The lyrics are quiet but not underwhelming. He layers his words with well-crafted arrangements that donʻt compete for listenersʻ attention. While some bands use their guitar riffs as overtones, highlighting the strength of their arrangements, Howkins instead prefers cohesion. His lyrics and sounds are complimentary and highlight the overarching theme of his album, which is that home isnʻt always something you have to run away from even if you feel like an outsider sometimes.
Howkins, who is a founding member of the critically-acclaimed choral group The Silver Ages, shows the true depth of his experience in Hale & Hearty by using the groupʻs vocal workouts to his advantage. The range at which Howkins stretches his voice is impressive, and it coincides well with the variety of arrangements that are found throughout the album.
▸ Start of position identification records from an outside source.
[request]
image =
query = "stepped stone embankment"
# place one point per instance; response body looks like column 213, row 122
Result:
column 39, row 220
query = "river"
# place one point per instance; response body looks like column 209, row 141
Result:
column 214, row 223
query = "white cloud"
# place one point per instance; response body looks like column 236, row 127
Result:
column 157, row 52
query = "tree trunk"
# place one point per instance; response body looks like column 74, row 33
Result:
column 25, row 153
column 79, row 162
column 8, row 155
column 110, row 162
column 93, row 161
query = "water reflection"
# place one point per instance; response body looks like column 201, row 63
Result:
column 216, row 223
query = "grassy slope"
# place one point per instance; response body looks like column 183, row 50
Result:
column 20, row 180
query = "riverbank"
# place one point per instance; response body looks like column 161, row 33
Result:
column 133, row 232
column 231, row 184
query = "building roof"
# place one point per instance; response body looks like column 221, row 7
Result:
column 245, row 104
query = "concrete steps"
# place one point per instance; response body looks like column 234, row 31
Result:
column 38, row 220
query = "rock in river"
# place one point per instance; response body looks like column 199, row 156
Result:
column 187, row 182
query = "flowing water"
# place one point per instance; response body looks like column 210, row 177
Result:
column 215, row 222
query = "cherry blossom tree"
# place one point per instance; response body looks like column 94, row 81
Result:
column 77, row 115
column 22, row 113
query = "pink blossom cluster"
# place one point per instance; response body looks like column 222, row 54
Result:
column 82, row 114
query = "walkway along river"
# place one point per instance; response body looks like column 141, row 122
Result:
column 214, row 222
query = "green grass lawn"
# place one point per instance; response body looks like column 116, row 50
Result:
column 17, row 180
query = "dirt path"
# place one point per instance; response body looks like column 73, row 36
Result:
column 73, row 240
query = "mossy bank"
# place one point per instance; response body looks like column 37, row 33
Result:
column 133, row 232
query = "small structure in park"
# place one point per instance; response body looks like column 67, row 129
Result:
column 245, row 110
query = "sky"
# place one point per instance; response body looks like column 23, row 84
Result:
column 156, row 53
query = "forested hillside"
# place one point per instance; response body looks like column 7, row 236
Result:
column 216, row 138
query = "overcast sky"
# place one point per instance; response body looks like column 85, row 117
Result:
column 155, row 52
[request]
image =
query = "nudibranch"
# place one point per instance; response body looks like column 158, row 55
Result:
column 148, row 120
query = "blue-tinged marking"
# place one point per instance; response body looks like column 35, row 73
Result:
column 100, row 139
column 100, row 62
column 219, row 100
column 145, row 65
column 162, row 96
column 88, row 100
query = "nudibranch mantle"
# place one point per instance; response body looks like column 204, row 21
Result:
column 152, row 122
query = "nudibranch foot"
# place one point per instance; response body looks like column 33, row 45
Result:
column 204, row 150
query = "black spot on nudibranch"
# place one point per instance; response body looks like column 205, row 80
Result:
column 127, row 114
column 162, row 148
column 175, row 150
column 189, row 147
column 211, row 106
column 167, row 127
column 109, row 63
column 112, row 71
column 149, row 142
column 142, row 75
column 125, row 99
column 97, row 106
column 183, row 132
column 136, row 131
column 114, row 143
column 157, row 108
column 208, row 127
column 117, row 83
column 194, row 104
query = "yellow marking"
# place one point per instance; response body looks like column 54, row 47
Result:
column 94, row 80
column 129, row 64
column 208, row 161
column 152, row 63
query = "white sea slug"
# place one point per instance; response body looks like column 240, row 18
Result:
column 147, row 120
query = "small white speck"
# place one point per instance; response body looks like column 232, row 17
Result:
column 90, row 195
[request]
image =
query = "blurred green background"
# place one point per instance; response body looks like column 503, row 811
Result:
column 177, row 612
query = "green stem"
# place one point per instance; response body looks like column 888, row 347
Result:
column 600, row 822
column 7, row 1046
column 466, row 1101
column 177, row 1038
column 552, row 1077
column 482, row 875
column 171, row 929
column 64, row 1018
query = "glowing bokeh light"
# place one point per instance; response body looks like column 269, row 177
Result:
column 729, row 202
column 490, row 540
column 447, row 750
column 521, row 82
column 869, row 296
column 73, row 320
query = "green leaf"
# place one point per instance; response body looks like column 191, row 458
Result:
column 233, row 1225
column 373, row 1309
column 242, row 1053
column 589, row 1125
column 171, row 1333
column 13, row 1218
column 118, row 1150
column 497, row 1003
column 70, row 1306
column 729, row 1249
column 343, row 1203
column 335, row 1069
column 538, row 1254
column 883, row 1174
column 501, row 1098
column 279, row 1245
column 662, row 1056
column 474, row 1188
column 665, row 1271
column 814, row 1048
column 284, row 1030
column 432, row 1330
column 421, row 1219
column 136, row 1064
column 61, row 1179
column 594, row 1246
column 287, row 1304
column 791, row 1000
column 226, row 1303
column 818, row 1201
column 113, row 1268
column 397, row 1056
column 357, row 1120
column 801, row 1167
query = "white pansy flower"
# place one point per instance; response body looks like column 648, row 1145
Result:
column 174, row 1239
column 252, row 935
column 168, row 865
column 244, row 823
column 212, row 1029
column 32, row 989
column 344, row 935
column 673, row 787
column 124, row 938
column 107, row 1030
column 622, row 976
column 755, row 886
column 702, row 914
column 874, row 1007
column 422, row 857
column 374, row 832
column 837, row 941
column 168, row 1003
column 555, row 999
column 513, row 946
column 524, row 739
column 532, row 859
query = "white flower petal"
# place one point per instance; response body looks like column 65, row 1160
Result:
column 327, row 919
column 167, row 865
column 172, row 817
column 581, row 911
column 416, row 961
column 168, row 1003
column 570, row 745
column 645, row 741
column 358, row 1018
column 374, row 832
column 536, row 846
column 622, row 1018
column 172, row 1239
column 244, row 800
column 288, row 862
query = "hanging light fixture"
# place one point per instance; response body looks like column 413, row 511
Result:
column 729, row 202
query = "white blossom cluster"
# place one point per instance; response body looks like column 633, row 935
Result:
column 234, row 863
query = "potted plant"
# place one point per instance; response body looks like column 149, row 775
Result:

From “Thunderinʻ Stop”, which builds slowly and steadily, to “Flash Mob”, which calls on a slightly faster beat and exhibits the height of Howkinsʻs voice, it is clear that the album reflects a certain diversity that is found in a relatively small portion of music.
As the album comes to a close, it becomes clear that Howkins has found his niche. He has worked to perfect a sound that is structured but not restrictive, complimentary but not formal. Although he possesses a plethora of experience, he has allowed himself to push beyond what he is accustomed to and experiment with new arrangements and lyrics.